Perampok itu ternyata Mama, yang pulang dengan timah panas di tubuhnya. Mimi, sambil membisu, membenamkan seluruh peralatan tari topengnya di halaman belakang setelah melakukan ritual tarian terakhir. Langkah kakinya meninggalkan Mama yang tergeletak mati sendiri. Itulah akhir kehidupan seniman yang seperti biksu tapi dekat pula dengan iblis.

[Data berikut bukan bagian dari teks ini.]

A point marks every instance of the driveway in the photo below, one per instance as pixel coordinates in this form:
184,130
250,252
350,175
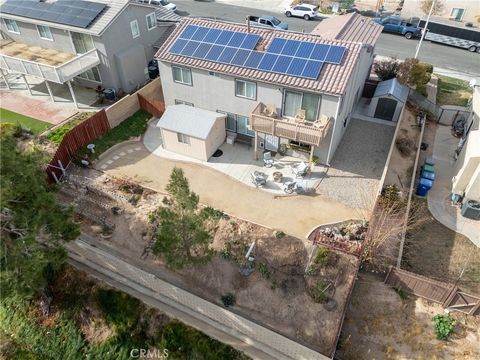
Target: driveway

Lakon Tarian Terakhir adalah satu dari kumpulan antologi 3 drama, libreto dan metateater dalam buku Pengadilan Jawinul karya Herry Dim. Naskah yang dibuat pada 2007-2008 itu juga sebagai bentuk penghargaan untuk mendiang Suyatna Anirun. Naskah itu akhirnya diserahkan secara pribadi kepada Yusef Muldiana, salah seorang aktor dan sutradara teater di Bandung sebagai tanda hormat atas kesungguhan dan kesetiaannya kepada teater.

Menurut Herry Dim, permainan mereka di Bandung terasa lebih total ketimbang saat memulai pementasan di Bentara Budaya Jakarta tiga hari sebelumnya. Jarak dinding aula Unpad dengan area pertunjukan membuat cahaya dan suara bisa ikut tampil optimal. “Jadi lebih bebas mainnya,” kata pelukis itu seusai pentas.

Setelah pemilihan umum 8 Juli, kata dia, lakon itu akan kembali dipentaskan di Bandung dan Jakarta.